Simple SELECT/WHERE query slow. Should I index a BIT field? [duplicate] - sql

This question already has answers here:
Should I index a bit field in SQL Server?
(18 answers)
Closed 8 years ago.
The following query takes 20-25 seconds to run
SELECT * from Books WHERE IsPaperback = 1
Where IsBundle is a BIT field. There's about 500k rows, and about 400k currently have this field set.
I also have a BIT field called IsBundle and only 900 records have this set. Again, execution time is about 20-25 seconds.
How can I speed up such a simple query?

Indexing a bit column will result in two parts, true and false. If the data is split 50/50 the gain will be 'some'. When it is 90/10 and you query the 10 part, yes it will make a difference.
You should first narrow down your result set column wise. Then, if you see you just need a few columns, and you execute this query a lot, you could even include those few fields in the index. Then there is no need for a lookup in the table itself.
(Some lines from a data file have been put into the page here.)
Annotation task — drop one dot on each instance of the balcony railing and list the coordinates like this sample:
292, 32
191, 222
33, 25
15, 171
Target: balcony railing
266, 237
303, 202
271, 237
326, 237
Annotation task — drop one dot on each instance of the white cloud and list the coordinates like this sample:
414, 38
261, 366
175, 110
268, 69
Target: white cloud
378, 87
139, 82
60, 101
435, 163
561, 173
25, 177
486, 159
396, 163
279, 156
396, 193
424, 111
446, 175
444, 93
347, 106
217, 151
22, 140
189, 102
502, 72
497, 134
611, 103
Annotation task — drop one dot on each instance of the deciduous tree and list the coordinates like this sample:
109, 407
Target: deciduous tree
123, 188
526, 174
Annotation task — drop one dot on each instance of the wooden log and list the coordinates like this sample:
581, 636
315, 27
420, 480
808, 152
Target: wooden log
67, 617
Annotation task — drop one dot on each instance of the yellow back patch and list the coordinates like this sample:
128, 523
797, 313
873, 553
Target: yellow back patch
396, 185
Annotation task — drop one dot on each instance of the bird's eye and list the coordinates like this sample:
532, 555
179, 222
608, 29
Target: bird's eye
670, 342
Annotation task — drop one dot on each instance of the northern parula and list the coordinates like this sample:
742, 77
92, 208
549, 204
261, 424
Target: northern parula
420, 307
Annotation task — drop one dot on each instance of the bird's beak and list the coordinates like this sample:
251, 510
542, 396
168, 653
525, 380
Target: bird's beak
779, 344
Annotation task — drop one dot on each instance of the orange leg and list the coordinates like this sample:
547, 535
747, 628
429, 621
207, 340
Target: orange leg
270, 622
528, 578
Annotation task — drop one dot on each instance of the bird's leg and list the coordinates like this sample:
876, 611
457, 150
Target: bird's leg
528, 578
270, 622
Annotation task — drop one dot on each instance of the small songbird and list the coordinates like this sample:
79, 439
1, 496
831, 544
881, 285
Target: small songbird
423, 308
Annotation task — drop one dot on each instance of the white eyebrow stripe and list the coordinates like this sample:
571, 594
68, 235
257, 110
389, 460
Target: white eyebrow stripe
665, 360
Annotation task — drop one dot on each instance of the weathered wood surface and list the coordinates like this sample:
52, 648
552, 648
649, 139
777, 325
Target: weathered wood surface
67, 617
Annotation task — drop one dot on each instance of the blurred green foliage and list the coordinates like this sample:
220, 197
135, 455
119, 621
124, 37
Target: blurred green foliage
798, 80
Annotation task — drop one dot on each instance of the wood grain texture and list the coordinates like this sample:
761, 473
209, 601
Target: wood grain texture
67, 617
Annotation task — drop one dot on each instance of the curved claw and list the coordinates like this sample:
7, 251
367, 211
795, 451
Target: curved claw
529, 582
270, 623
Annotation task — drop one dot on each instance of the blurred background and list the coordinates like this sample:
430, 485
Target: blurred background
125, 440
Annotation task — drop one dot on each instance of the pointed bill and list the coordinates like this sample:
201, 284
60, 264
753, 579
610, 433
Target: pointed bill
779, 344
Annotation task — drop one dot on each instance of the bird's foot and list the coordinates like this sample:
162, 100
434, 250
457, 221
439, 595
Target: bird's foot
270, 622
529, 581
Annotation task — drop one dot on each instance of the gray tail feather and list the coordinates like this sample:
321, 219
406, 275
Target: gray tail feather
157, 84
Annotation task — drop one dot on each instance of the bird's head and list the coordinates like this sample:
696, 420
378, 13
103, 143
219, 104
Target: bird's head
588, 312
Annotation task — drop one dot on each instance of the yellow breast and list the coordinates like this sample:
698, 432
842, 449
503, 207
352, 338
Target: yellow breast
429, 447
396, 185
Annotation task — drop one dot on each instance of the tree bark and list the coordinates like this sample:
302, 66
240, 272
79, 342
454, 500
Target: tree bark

First of all i would implicitly call out the columns,
select
field1
, field2
, field3
from books
where IsPaperback = 1;
this seems to be a small thing, but when you use star (*) for column selection, the DB has to look up the column names prior to actually performing the call.
do you have a index on IsPaperback ? that would impact the above query more than having an index on the IsBundle
if you had a condition of IsBundle = 1 then i would think that would be need for an index on that field.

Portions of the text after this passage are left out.